La décision vendredi marque la première décision de la cour suprême qui confirme la position de l’État dans cette affaire
Cette décision de la Haute Cour de Tokyo marque la décision de la Haute Cour parmi les six dépenses similaires soumises dans tout le Japon, citée par Kyodo News le 28 novembre.
D’autres tribunaux ont déclaré que l’interdiction violait la Constitution, mais ont en revanche rejeté les demandes d’indemnisation.

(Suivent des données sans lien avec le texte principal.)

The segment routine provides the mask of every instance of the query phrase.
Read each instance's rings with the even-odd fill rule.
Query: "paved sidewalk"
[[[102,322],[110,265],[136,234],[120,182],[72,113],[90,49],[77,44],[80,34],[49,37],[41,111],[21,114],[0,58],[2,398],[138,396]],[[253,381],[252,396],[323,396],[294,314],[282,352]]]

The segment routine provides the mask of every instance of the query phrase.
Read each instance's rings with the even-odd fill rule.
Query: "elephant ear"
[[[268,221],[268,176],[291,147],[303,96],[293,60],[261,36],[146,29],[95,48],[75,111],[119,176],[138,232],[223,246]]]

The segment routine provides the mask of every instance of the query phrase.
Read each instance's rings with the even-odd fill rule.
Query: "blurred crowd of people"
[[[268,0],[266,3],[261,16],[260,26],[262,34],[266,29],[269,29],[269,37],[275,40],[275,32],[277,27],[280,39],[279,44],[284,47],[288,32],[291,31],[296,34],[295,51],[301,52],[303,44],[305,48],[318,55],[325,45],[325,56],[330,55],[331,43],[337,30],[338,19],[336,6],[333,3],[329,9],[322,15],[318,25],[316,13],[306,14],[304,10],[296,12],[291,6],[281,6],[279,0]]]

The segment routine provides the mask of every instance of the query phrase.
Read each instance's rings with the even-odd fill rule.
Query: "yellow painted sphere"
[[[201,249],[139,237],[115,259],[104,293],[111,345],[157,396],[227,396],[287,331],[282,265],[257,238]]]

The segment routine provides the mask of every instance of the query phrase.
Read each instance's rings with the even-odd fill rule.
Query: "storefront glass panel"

Dans le dernier recours, huit demandeurs, y compris ceux qui ont un partenaire de même sexe, demandent chacun une indemnité de 1 million de yens.
Ils ont fait valoir que les dispositions de droit civil qui n’autorisent pas les mariages entre personnes de même sexe violént le droit à l’égalité en vertu de la Constitution et la garantie de la liberté de se marier.
Les demandeurs ont fait appel de la décision du tribunal de district de Tokyo en mars 2024 qui a déclaré la situation «́inconstitutionnelle», mais a rejeté leur demande d’indemnisation.
Parmi les 12 décisions des cours suprêmes et infimes jusqu’à présent, la décision du tribunal de district d’Osaka est la seule qui a declaré l’absence de reconnaissance de la loi comme constitutionnelle.
Le Japon reste le seul pays du Groupe des Sept (G7) à n’avoir pas légalisé les mariages entre personnes de même sexe ou les unions civiles, malgré la pression grandissante de la communauté LGBT et de ses partisans.
Article 24 de la Constitution japonaise, qui garantit la liberté de contracter mariage, stipule que « le mariage ne peut être fondé que sur le consentement mutuel des deux sexes ».